My favorite is simply the bread product, fat slice of tomato, poached egg, and a little pat of butter.

A poached egg on top of a bowl of cheesy garlicky grits - HEAVEN!


----------



## Uncle Bob (Feb 22, 2009)

A Toasted English Muffin....2 Poached Eggs....Top With a nice ladle of Red Beans with all of their meats and juices....Pass the Hot Sauce!


----------



## mike in brooklyn (Feb 22, 2009)

Poaching is an underutilized and wonderful method
of cooking delicate flavors like eggs and chicken and fish.
Not the easiest method to master.
When poaching eggs some add vinegar to the water - some
'gather' the whites together with a spoon after they hit the water.
some create a vortex in the poaching liquid before adding the eggs.


----------



## Loprraine (Feb 22, 2009)

Cook some farfalle, or whatever pasta you have, drain it, add some good olive oil or butter, some snipped chives, grated Gruyere, and top with your poached egg.  When you cut into the soft yolk, it makes a sauce for the pasta.  A classic Pepin dish, so good.  
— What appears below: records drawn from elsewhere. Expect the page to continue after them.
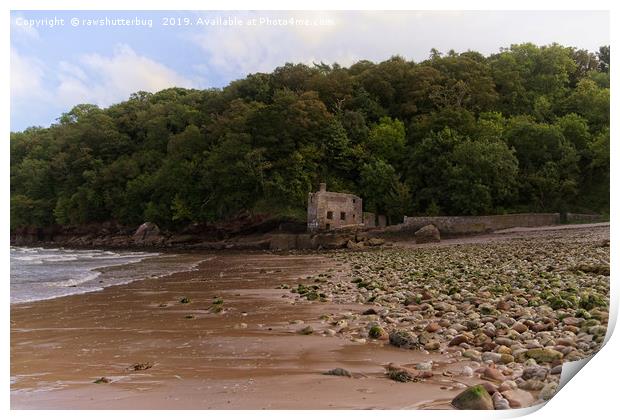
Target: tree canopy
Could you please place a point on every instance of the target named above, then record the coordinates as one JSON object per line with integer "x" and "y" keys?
{"x": 525, "y": 129}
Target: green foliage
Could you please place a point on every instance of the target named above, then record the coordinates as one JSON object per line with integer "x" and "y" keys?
{"x": 526, "y": 129}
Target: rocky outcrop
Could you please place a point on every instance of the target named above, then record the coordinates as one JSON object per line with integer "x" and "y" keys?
{"x": 148, "y": 234}
{"x": 427, "y": 234}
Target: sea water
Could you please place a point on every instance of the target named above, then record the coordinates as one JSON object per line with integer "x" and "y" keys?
{"x": 46, "y": 273}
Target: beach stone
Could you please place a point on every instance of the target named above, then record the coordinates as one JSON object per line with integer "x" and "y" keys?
{"x": 573, "y": 321}
{"x": 339, "y": 372}
{"x": 307, "y": 330}
{"x": 507, "y": 385}
{"x": 548, "y": 391}
{"x": 506, "y": 358}
{"x": 445, "y": 307}
{"x": 467, "y": 371}
{"x": 532, "y": 385}
{"x": 517, "y": 398}
{"x": 355, "y": 245}
{"x": 491, "y": 388}
{"x": 544, "y": 355}
{"x": 504, "y": 341}
{"x": 472, "y": 354}
{"x": 473, "y": 398}
{"x": 504, "y": 350}
{"x": 537, "y": 372}
{"x": 493, "y": 374}
{"x": 375, "y": 242}
{"x": 432, "y": 345}
{"x": 432, "y": 327}
{"x": 493, "y": 357}
{"x": 556, "y": 370}
{"x": 499, "y": 402}
{"x": 460, "y": 339}
{"x": 404, "y": 338}
{"x": 378, "y": 333}
{"x": 427, "y": 234}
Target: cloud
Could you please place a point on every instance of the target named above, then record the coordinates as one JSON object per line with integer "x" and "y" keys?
{"x": 93, "y": 78}
{"x": 232, "y": 52}
{"x": 21, "y": 29}
{"x": 103, "y": 80}
{"x": 27, "y": 75}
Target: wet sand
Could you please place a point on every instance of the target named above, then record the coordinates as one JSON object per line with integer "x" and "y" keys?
{"x": 202, "y": 359}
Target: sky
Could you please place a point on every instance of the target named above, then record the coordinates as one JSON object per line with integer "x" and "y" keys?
{"x": 63, "y": 58}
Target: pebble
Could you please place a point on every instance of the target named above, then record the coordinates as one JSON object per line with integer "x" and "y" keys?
{"x": 548, "y": 391}
{"x": 492, "y": 374}
{"x": 499, "y": 402}
{"x": 424, "y": 366}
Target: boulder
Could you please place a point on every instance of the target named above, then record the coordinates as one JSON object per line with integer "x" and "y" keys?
{"x": 405, "y": 339}
{"x": 474, "y": 398}
{"x": 147, "y": 234}
{"x": 426, "y": 234}
{"x": 517, "y": 398}
{"x": 355, "y": 245}
{"x": 283, "y": 242}
{"x": 333, "y": 240}
{"x": 375, "y": 241}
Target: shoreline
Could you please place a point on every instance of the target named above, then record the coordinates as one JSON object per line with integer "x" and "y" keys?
{"x": 51, "y": 367}
{"x": 246, "y": 351}
{"x": 104, "y": 276}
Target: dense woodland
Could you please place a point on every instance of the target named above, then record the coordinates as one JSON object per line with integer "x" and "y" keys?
{"x": 526, "y": 129}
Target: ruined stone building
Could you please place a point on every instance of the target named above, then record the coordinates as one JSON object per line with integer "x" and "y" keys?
{"x": 330, "y": 210}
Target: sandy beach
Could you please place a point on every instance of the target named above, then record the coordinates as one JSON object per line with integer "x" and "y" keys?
{"x": 222, "y": 336}
{"x": 61, "y": 346}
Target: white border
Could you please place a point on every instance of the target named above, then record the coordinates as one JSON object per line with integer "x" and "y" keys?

Make a classic Eggs Benedict, but instead of ham, use crab meat.  A bit of hot sauce in your hollandaise would do very nicely.
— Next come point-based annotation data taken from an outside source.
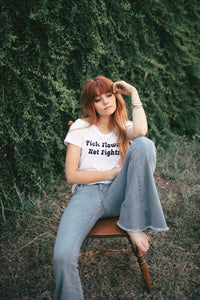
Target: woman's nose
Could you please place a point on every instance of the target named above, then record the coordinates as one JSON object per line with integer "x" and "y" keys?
{"x": 105, "y": 101}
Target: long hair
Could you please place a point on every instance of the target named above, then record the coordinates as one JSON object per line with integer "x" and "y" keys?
{"x": 101, "y": 84}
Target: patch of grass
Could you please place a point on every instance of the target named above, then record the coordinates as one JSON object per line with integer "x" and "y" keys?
{"x": 29, "y": 233}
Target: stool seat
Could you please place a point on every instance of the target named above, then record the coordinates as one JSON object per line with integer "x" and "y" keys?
{"x": 107, "y": 227}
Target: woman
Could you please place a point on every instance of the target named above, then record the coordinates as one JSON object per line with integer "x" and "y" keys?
{"x": 110, "y": 163}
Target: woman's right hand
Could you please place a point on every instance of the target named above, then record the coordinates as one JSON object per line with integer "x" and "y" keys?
{"x": 114, "y": 172}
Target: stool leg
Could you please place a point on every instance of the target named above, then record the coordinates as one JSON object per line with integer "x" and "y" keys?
{"x": 143, "y": 265}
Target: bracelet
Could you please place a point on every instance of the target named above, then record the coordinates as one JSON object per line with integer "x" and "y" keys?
{"x": 136, "y": 104}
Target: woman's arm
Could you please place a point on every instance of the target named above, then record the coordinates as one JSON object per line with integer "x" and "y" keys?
{"x": 140, "y": 126}
{"x": 73, "y": 175}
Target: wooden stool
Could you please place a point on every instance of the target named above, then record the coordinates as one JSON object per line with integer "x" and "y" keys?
{"x": 107, "y": 228}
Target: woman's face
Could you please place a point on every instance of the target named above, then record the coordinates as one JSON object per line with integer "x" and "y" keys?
{"x": 105, "y": 104}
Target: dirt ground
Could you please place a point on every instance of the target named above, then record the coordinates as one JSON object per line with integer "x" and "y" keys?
{"x": 27, "y": 273}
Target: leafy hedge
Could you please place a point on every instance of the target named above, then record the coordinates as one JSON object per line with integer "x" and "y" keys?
{"x": 48, "y": 50}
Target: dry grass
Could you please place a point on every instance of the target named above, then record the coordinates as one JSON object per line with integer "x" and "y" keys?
{"x": 173, "y": 259}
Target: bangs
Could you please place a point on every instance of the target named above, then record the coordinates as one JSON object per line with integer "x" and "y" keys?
{"x": 99, "y": 86}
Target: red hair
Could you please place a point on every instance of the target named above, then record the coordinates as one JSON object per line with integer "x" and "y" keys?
{"x": 101, "y": 85}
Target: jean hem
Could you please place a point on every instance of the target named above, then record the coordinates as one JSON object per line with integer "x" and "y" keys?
{"x": 149, "y": 228}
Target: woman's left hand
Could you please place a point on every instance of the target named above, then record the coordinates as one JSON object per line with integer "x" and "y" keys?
{"x": 127, "y": 89}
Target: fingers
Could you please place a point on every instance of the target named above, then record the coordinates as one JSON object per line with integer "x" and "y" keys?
{"x": 126, "y": 88}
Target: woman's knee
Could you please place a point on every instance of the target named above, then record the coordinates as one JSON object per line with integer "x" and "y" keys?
{"x": 65, "y": 256}
{"x": 144, "y": 145}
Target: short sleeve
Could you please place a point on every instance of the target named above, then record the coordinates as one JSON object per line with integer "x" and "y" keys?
{"x": 76, "y": 133}
{"x": 128, "y": 125}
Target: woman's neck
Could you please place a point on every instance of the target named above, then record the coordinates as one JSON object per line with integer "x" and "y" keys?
{"x": 104, "y": 125}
Make a very shallow highly spiced tomato / bread pudding and top it with the poached egg.  They go great with tomatoes.


----------



## Uncle Bob (Feb 22, 2009)

A nice large Johnny Cake ---- Two Poached Eggs ---- A nice ladle of Corned Beef Hash ---- Pass The Hot Sauce


----------



## kitchenelf (Feb 22, 2009)

GACK!  How could I forget corned beef hash????


----------



## Uncle Bob (Feb 22, 2009)

A fried Grits Patty....Two Poached Eggs...A nice ladle of Shrimp Creole --- Pass the Hot Sauce...



(Miss Bean..Will you pick up another bottle of Louisiana Hot Sauce...I think we gonna need it.)


----------



## Vanilla Bean (Feb 22, 2009)

mike in brooklyn said:


> Poaching is an underutilized and wonderful method
> of cooking delicate flavors like eggs and chicken and fish.
> Not the easiest method to master.
> When poaching eggs some add vinegar to the water - some
> ...


My method...

I heat 2 inches (about) of water in a pan to boiling in a skillet (12-inch), then reduce heat. Break each egg into a custard cup. Hold cup up close to water's surface, and slip egg egg into water. Cook uncovered about 7 minutes or until whites are set and yolks are thickened. Remove eggs with slotted spoon


----------



## Vanilla Bean (Feb 22, 2009)

Canadian bacon, red beans, grits patty, corned beef hash, shrimp creole, farfalle with Gruyere!  Yum, the possibilities are endless!


----------



## Loprraine (Feb 22, 2009)

The world is your oyster ( or poached egg).


----------



## jabbur (Feb 22, 2009)

I like mine on toast.  I butter the toast and spread with grape jelly then layer the poached egg on top.


----------



## FincaPerlitas (Feb 22, 2009)

I like mine on top of good, crusty homemade corned beef hash.  Here's a good recipe: Food Wishes Video Recipes - Free Video Recipe Blog


----------



## BreezyCooking (Feb 22, 2009)

Eggs Benedict, Eggs Florentine, Lyonnaise Salad. . . .


----------



## gadzooks (Feb 22, 2009)

Poach a couple of eggs in a pan of pisto. I had this just the other morning, as I had some leftover pisto. Serve with crusty bread.


----------



## Saraaaaa (Feb 22, 2009)

I certainly like poached egg, simple and delicious, I mostly eat it with whole wheat english muffin.


----------